Saturday, August 28, 2010

Half Marathon Training Commences

I started today with 5.2 miles. I was slow, 1h12m, but faster than I have been lately. It's not as muggy or hot which is helping. And I had a banana and 2 cookies pre-run, plus pasta last night. I definitely hate running at the beginning and like it in the middle and feel kind of like death at the end. I think this bodes well for distances, not crazy distances but 13 miles seems doable? Am I a nut? Probably. I am getting sort of jazzed and sort of nervous. I'm obsessing about how or if I pee while running. Googling this has NOT helped me feel at ease on this subject.

I did my arms last night and this morning, those are getting better. Still eating ehh but not drinking and if I keep exercising hopefully it will work out. Skinny by Christmas!

Thursday, August 26, 2010

Aug 26th

Lets see, I was lazy Friday and we had the bachelorette Saturday, preceded by Target and the like. Shopping involves standing, walking, navigating. Yep. Sunday I was probably lazy as well? Monday I ran 3.3 miles in FORTY NINE MINUTES. Wednesday I ran 2 on the track, forgot my watch. Today I tried to run, felt like death because I am semi-starving myself [never mind the 3/4 box of whoppers i just wolfed] and had no energy so I did 7 miles on the bike. I think I've done my arms Sun-M-W-Th, so they are getting better, minus me being fat and having Granny wings.

So exercise is going ok, this week has been hard with being in WF 3x, but I've tried to stuff some in. It is so hard to run without eating as much as I usually do. My next philosophy may be to eat pasta everyday and promise to run after work, but I think those promises might turn into lies. I am still not drinking: 8/22 - 9/3. That has been easier than anticipated and I am proud to confirm that I am not an alcoholic.

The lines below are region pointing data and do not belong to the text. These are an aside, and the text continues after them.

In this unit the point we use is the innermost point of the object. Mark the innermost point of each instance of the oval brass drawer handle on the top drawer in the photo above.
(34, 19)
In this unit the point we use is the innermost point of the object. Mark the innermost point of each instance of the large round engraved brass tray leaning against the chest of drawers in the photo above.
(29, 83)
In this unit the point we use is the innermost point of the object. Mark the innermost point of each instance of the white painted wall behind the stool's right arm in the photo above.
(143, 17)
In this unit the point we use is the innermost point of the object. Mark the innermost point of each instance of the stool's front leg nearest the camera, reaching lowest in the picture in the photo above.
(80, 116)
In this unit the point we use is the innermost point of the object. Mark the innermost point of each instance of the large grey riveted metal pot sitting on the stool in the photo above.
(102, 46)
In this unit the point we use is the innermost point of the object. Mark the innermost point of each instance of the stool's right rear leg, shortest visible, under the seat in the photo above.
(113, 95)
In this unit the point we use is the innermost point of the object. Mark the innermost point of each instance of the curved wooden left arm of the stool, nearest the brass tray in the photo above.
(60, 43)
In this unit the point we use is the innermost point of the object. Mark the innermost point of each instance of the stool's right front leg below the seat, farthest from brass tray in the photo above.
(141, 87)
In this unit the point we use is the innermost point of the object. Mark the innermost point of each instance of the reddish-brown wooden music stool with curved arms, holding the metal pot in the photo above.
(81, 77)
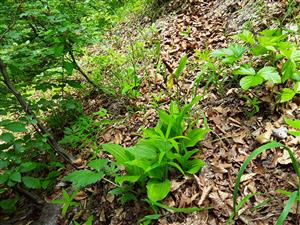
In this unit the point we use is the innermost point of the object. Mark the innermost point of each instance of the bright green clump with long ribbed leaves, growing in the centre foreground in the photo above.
(163, 148)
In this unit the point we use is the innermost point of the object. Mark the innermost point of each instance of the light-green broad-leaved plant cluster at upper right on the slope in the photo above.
(273, 60)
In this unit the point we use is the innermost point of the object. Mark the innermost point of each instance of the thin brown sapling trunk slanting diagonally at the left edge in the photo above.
(39, 127)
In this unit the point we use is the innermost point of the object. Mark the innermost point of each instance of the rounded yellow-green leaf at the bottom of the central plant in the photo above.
(158, 190)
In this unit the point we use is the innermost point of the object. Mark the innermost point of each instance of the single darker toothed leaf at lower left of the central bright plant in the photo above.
(83, 178)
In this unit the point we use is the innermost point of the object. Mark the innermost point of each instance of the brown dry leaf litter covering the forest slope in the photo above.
(185, 27)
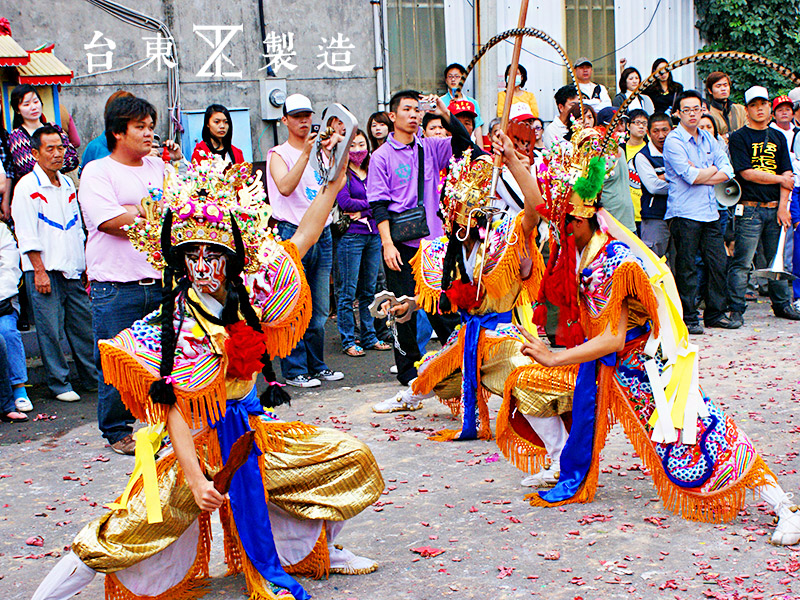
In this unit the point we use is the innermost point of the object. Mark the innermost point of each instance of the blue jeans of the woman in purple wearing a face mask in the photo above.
(357, 259)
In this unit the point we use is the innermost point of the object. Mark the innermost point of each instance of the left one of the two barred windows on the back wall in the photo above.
(416, 44)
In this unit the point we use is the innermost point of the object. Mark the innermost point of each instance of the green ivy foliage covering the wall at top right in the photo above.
(770, 28)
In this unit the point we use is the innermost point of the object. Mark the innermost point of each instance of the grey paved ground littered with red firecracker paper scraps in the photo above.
(460, 497)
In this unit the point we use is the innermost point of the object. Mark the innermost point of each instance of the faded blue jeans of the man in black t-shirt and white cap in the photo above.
(757, 223)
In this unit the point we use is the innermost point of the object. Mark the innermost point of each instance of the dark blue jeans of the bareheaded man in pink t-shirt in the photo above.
(115, 306)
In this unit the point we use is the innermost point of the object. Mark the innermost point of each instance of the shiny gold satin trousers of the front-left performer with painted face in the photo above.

I should be able to run this weekend and most days next week. Then a 4 day weekend!!! So looking forward to that.

Wednesday, August 18, 2010

Top Chef

always makes me so hungry. Distracting myself with blogging so I don't eat my kitchen.

I don't think I ran over the weekend? Maybe Friday, but the weekend was insanely full. I ran 2.4 miles Monday morning. It was raining and I woke up late, glad I forced myself to do it. But 36 minutes. That's 15 minute miles, i.e. slower than my 5k of Misery. Where do I get energy??? I think running in the AM is great due to having it done with and no excuses or exercise dread all day. However, I wolf like half a banana and some water and this does not allow for the needed calories to burn. I will need to figure this out. Maybe I should move to running at night since that would also prevent going out to eat and/or drinking, 2 other waist killers.

Today I ate pretty well [minus the 4 cookies I just housed] and then did 7.5 miles on the bike...mostly because I didn't want to put on a bra. Then I did my arm exercises, I think my arms are getting better. And I am drinking a TON of water and I feel better and it might just be me but I think my forehead lines are smaller??? I pee constantly, which I loathe but alas. Better than a urinary tract infection or dehydration.